Finland shares a 1,300 km land border with Russia (in contrast to Ukraine’s 1,975 km land border with Russia) and famously defeated the much larger Soviet Union during the three-month long 1939-1940 Winter War, which cost the Soviet Union an estimated 127,000 – 168,000 soldiers’ lives – something that one would think would cause Russia to be far more concerned about Finland’s NATO plans.

Following the Nordic nations’ announcement that they would seek NATO ascension, Vladimir Putin publicly remarked that Russia did not perceive Finnish or Swedish NATO membership as a threat to Russia.

It defies logic why Ukraine’s membership in NATO is a direct threat to Russia, but technologically advanced Finland, which has a border only 150 kms from the St Petersburg city limits, is not.

Putin’s nonchalance about Finnish ascension could be interpreted as Putin’s acceptance that he is powerless to stop Helsinki from joining NATO, while also de facto acknowledging that his invasion of Ukraine was truthfully never about NATO.

Recent polling indicates that the Russian public’s interest in watching television has waned over the past several months, and citizens are increasingly turning to non-government controlled mediums, especially Telegram, which allows them unfettered access to information that Moscow would prefer them to not see.

Moscow’s narrative of how splendid the “special military operation” is, and how few Russian lives it has cost, is ruined by Telegram channels such as “Spook boys,” which posts graphic content of Russian soldiers who have died during the invasion of Ukraine. No matter what Russian news programs might say, the photographs provide indisputable evidence that not all is well for the Russian Army in Ukraine.

Davis believes that these kinds of alternative news sources can undermine the Russian public’s support for the war: [As Russian] “State media pundits openly call for the images of dead Ukrainian servicemen to be frequently shown to break the morale of those resisting Russia’s aggression.
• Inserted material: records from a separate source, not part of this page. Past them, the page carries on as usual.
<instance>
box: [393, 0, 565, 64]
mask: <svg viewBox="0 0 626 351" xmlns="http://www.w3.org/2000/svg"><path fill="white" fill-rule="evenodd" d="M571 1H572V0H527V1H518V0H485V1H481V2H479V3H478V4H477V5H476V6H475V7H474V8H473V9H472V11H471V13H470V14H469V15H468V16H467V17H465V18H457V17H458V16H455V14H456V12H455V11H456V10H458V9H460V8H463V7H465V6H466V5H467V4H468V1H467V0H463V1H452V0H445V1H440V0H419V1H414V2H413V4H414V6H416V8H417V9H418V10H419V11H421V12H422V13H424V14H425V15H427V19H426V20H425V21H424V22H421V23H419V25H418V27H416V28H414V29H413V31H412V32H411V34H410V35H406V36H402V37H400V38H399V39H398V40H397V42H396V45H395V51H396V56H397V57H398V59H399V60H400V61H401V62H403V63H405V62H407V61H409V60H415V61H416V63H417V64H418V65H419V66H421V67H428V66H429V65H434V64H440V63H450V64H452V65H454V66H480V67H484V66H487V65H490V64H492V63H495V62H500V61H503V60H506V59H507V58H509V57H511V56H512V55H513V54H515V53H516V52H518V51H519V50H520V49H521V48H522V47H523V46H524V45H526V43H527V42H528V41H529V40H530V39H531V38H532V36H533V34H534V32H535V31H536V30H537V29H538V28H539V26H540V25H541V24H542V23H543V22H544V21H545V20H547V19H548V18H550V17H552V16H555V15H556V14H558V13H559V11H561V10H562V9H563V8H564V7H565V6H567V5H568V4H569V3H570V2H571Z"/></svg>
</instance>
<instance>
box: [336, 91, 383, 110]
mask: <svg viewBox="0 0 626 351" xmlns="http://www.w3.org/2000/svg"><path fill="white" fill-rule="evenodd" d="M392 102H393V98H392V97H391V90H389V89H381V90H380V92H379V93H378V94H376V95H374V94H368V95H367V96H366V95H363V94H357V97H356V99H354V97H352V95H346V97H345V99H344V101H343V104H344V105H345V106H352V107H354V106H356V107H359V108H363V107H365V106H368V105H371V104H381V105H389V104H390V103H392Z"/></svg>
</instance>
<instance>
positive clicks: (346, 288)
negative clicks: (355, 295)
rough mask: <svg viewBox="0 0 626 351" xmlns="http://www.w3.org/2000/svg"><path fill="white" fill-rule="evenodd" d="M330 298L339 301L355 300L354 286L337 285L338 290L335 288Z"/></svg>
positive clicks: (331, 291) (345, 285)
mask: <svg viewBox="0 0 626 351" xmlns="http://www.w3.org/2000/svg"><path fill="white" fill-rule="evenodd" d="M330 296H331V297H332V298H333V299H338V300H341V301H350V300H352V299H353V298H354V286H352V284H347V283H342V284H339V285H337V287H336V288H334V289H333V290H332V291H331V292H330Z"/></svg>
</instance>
You can therefore assume that the reverse would impact their own population.”

Mikhail Khodaryonok, a retired Russian colonel, publisher of military texts, and a regular on Russian television, stated during a show on the evening of May 16 that the largest political-military problem that Russia faces today is that, “We are in full geopolitical isolation. However much we might hate to admit it, we have virtually the entire world against us. And that is the situation we need to get out of.”

As Russia’s brutal war against Ukraine continues, it becomes ever more difficult for Moscow’s mouthpieces to maintain a cohesive public argument as to how this war, in any way, has helped Russia.